Sağlık Bakanlığı, 21 Mart'ta yapılan değişikliğin Danıştay'ın bu kararına bağlı olarak yapıldığını vurgularken, "Komplikasyon her zaman kusurlu bir müdahaleye bağlı olarak ortaya çıkmamaktadır. Öncelikle komplikasyonun ilgili özel hastanenin kusurundan kaynaklanıp kaynaklanmadığının tespit edilmesi gerekmektedir" denildi.

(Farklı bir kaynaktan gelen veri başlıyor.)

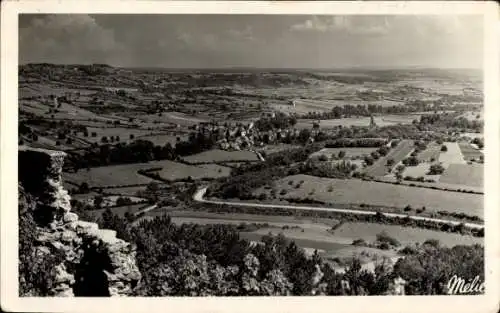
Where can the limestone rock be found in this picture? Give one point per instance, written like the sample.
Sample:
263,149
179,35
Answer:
60,231
70,217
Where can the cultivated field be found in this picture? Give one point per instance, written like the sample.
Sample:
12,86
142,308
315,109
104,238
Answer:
379,168
110,175
468,152
217,155
161,140
121,132
453,155
349,152
415,171
352,191
269,149
405,235
173,170
120,211
431,153
174,118
127,174
464,174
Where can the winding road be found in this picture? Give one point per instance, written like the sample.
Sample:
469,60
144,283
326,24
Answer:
200,193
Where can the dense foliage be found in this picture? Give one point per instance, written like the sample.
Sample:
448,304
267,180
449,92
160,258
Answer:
199,260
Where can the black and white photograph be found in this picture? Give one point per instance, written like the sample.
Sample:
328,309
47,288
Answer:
244,155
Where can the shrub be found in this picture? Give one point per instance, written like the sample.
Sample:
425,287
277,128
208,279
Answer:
323,158
359,242
436,169
384,237
384,246
432,242
408,250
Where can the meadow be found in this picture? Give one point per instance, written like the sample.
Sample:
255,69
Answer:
379,168
453,155
217,155
349,152
353,191
430,153
405,235
127,174
464,174
468,152
173,170
115,175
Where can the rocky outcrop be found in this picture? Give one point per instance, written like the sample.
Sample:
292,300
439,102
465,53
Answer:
95,262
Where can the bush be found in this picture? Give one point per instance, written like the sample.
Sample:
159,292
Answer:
359,242
436,169
384,237
323,158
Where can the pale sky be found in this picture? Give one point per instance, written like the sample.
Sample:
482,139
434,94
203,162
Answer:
267,41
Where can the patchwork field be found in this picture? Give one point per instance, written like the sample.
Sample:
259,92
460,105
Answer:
161,140
175,118
473,135
415,171
269,149
431,153
121,132
349,152
120,211
217,155
453,155
110,175
379,168
468,152
405,235
173,170
352,191
464,174
127,174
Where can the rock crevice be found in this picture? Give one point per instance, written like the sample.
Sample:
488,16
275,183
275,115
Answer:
95,262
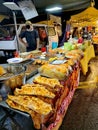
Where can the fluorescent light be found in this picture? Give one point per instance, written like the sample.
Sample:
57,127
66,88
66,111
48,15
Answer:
11,5
54,9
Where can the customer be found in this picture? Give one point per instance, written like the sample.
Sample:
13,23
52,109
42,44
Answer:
31,36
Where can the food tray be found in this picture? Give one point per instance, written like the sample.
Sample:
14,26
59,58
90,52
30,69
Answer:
22,120
12,71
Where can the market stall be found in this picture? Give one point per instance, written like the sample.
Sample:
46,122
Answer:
49,94
89,53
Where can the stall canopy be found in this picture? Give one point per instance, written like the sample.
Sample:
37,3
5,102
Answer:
88,17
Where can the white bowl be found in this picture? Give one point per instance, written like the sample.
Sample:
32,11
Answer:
14,60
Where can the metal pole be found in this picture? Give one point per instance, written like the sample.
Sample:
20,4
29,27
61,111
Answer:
15,23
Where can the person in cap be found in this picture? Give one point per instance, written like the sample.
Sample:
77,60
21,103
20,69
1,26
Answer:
31,36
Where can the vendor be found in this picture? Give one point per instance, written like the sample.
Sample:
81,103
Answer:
32,37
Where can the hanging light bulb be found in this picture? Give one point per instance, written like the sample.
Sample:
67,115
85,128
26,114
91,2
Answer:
92,3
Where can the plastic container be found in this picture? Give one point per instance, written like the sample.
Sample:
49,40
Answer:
54,45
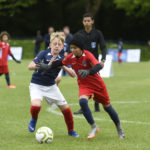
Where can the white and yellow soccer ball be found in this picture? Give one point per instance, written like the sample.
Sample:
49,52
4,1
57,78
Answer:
44,135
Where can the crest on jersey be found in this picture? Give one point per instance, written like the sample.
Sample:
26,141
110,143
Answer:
93,44
84,63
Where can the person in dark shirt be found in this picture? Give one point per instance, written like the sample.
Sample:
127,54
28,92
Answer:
68,37
38,40
92,39
48,36
120,48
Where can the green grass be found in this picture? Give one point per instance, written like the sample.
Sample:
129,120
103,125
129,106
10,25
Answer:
129,94
28,48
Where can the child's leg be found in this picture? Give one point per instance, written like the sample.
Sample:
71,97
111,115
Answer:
34,110
68,117
114,116
7,78
88,115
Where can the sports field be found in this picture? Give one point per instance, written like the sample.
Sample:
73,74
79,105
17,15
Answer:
129,92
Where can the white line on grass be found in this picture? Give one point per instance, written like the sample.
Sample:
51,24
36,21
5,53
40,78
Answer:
53,110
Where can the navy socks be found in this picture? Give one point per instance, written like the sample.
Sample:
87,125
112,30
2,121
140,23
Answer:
112,113
86,111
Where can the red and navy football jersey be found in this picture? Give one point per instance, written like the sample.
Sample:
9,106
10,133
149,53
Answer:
86,61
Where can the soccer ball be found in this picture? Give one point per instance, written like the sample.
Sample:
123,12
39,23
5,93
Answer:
44,135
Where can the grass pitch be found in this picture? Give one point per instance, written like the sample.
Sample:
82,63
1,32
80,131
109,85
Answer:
129,91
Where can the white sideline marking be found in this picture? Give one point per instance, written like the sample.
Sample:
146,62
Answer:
53,110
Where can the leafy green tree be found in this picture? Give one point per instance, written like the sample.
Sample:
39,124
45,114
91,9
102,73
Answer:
10,7
137,8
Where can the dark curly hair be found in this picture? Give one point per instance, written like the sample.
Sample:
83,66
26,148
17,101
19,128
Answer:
4,33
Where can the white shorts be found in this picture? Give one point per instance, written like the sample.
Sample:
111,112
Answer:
52,94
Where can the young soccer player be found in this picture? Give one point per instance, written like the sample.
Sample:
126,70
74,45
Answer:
90,83
4,52
43,85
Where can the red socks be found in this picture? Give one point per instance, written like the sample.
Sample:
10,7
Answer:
68,119
35,111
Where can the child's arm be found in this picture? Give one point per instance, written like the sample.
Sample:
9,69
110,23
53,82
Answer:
70,71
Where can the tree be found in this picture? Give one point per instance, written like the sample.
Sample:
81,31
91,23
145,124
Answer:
93,6
137,8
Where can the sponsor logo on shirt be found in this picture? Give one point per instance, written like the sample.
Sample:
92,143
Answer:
84,63
93,44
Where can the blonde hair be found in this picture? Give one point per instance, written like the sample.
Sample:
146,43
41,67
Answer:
4,33
57,35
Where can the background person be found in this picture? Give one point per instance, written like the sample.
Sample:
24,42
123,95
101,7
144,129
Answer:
93,38
47,37
4,52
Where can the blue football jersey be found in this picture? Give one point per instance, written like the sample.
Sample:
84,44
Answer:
47,78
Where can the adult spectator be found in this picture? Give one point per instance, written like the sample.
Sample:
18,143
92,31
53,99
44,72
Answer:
48,36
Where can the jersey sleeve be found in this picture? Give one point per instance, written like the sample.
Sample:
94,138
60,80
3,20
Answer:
92,59
102,44
39,57
9,51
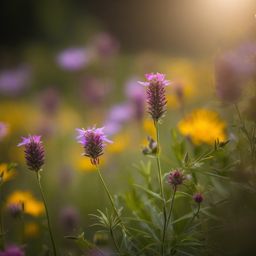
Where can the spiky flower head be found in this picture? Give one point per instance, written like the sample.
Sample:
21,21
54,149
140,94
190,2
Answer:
176,178
155,95
198,197
34,152
93,141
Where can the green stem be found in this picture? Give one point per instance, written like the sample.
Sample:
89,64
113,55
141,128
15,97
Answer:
2,234
107,191
171,207
47,214
114,240
161,186
193,218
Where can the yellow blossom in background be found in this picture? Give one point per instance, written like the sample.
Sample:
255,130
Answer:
31,229
32,206
7,174
203,126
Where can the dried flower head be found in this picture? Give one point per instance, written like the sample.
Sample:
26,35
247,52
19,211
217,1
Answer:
155,95
176,178
198,197
93,141
34,152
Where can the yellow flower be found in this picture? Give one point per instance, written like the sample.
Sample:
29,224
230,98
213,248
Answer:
203,126
31,229
31,205
7,174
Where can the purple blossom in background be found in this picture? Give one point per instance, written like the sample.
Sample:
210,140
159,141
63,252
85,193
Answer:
34,152
69,219
14,81
12,250
155,94
3,130
73,59
105,45
93,140
120,113
136,96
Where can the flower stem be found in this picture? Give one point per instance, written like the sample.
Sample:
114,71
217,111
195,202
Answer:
47,214
171,207
107,191
113,206
161,186
2,233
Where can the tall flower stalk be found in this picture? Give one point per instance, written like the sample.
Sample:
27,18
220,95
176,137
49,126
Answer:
156,104
93,141
34,155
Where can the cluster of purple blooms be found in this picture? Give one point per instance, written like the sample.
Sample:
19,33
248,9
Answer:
94,141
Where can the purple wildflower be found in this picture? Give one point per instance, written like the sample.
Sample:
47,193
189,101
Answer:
156,98
3,130
106,45
176,178
136,95
93,141
198,197
12,250
34,152
73,58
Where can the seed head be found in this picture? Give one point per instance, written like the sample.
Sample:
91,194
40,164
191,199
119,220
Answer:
93,141
34,152
155,95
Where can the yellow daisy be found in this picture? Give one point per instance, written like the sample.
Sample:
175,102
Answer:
203,126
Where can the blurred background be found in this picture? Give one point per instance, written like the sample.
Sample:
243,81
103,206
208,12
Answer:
72,63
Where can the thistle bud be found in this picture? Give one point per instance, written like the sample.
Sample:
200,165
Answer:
34,152
93,141
155,95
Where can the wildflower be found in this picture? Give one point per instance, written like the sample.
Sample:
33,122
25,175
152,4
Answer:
93,141
29,204
151,149
6,173
155,95
12,250
198,197
3,130
176,178
203,126
73,58
34,152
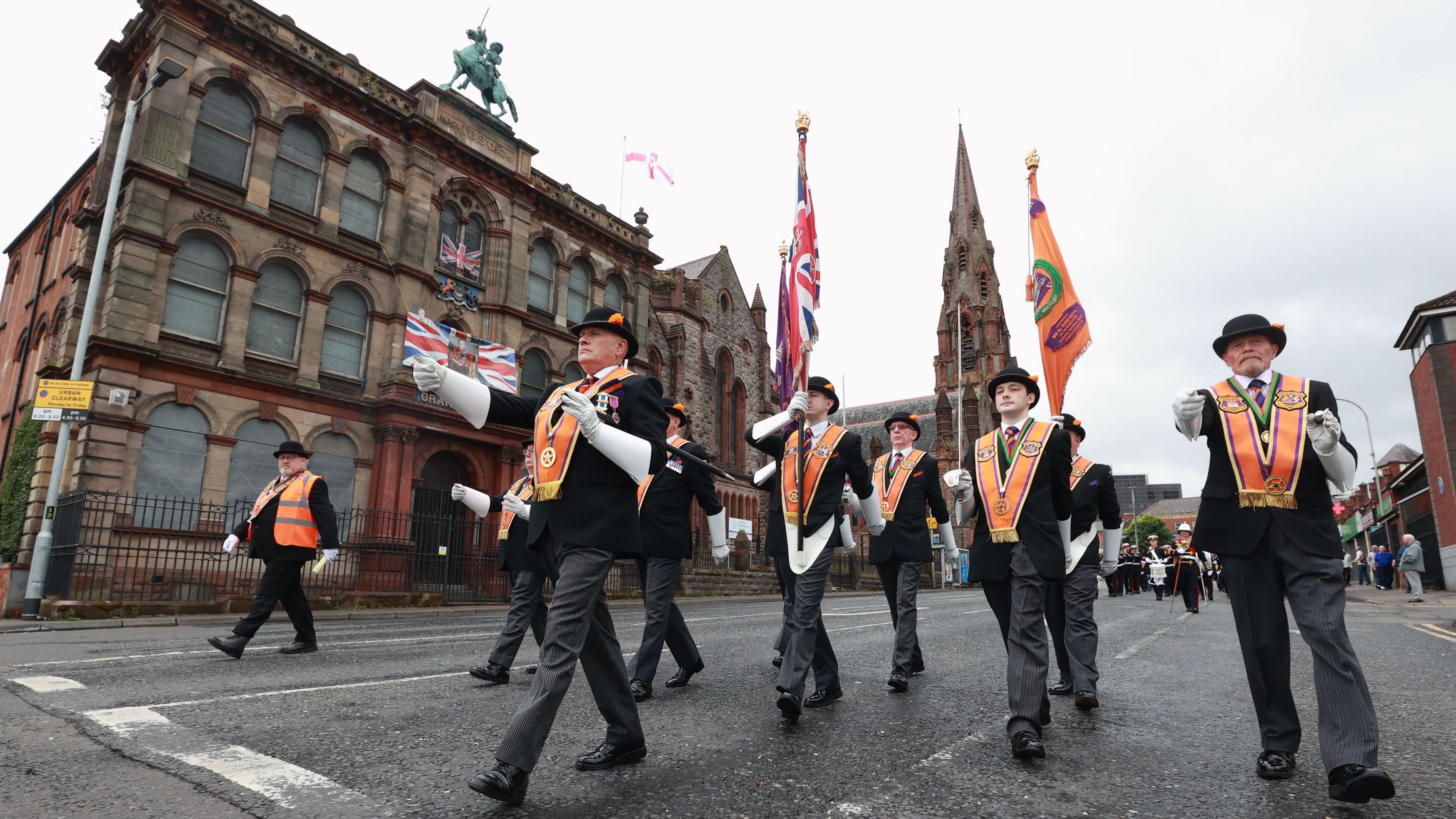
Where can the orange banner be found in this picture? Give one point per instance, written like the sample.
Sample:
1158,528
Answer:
1062,324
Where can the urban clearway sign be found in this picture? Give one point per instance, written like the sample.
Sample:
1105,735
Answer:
62,401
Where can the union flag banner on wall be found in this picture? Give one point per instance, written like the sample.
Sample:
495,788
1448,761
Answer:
1062,324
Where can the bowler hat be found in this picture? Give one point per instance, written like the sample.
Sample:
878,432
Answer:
1250,325
1018,376
292,448
609,319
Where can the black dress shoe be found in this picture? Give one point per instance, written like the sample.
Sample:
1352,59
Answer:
1027,745
504,782
823,697
1360,784
685,674
232,645
1275,766
491,673
791,706
611,755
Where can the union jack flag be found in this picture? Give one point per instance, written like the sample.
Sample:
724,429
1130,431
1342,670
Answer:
798,292
488,363
458,255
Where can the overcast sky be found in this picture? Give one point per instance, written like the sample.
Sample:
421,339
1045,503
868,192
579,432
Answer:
1290,159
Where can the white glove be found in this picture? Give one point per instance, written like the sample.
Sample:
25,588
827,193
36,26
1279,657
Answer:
1324,433
516,507
586,413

SUÇ DUYURUSU VE TAZMİNAT YOLU AÇIKTIR

Ayrıca hastanın yanlış tedaviden zarar görmesi durumunda suç duyurusunda veya tazminat talebinde bulunabileceği anımsatılarak, "Zarar gören hastanın yargıda hak arama yolu açıktır. Yargıya başvurulduğunda kusur tespiti mahkemeler tarafından uzman bilirkişi, adli tıp kurumu veya yüksek sağlık şurası raporu ile yapılmaktadır. Mahkeme tarafından özel hastanenin kusurlu olduğu kanaatine varılması halinde tazminata hükmedilmektedir" denildi.